La redaction de Mesures : Sylvia Beach, Barbara Church, Vladimir Nabokov, Adrienne Monnier, Germaine Paulhan, Henri Church, Henri Michaux, Jean Paulhan, Michel Leiris.
Mesures se veut un lieu de haute exigence littéraire, ouvert aux avant-gardes poétiques européennes. C’est dans ce cadre que deux textes importants d’Antonin Artaud — Un athlétisme affectif et Le Théâtre des Séraphins — étaient initialement destinés à paraître. Le premier est mentionné pour la première fois dans une lettre d’Artaud datée du 29 décembre 1935. Ces textes témoignent de l’ambition intellectuelle de la revue, qui cherchait à explorer les marges de l’expression poétique et théâtrale. Dans les différents numéros, on trouve des textes de Louis Aragon, Paul Claudel, Jules Supervielle, Paul Éluard, René Daumal, Henri Thomas, Joë Bousquet, Henry Miller, Raymond Queneau, Jean-Paul Sartre, entre autres.

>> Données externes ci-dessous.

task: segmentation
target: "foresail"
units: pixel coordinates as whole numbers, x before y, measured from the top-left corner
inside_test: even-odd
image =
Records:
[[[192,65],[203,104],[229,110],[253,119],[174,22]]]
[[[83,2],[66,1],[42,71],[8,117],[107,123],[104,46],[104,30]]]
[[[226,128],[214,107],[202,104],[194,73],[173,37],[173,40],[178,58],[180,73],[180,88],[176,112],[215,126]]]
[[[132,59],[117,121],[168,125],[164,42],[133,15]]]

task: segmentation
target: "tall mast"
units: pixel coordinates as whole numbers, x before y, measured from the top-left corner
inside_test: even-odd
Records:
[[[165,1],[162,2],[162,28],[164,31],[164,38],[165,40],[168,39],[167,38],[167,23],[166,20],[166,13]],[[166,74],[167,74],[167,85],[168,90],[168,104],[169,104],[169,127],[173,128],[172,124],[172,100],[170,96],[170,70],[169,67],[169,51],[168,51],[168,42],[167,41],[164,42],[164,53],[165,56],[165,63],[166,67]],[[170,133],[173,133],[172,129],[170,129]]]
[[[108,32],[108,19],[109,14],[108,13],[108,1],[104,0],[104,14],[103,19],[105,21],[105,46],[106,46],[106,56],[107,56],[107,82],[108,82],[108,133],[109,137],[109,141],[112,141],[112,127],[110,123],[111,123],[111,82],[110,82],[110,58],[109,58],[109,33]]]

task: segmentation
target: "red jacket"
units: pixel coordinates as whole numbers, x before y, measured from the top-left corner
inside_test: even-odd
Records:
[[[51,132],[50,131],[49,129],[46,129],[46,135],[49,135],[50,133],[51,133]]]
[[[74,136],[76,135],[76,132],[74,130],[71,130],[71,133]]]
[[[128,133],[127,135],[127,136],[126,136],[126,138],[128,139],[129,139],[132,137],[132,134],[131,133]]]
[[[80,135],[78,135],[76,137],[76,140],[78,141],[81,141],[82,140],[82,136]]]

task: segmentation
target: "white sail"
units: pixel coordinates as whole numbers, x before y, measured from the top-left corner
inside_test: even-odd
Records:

Malgré la qualité des contributions et le prestige de ses collaborateurs, Mesures rencontre des difficultés économiques persistantes. En 1938, Church écrit à Paulhan que chaque numéro coûte environ 30 000 francs à produire, pour un revenu de seulement 1 000 francs. Henri Michaux, alors membre du comité, exprime lui aussi ses inquiétudes dans une lettre à Paulhan.
Paulhan, cependant, a toujours demeuré profondément attaché à la revue : « Il me semble que je peux être fier de Mesures ; c’est la plus belle revue d’Europe. Peut-être ses positions sont-elles un peu rigides, mais jamais basses. Peut-être est-elle un peu ésotérique, mais aucune revue de littérature pure ne peut l’éviter complètement. La vérité, c’est que les revues de Genève, Bruxelles, Londres ou New York disent souvent que Mesures fait honneur à la France ; la presse française, en revanche, le dit rarement. »

Aujourd’hui, il est impossible de visiter la Villa Church, car elle a malheureusement été détruite en 1963 et remplacé par la résidence Parc de Saint-Cloud.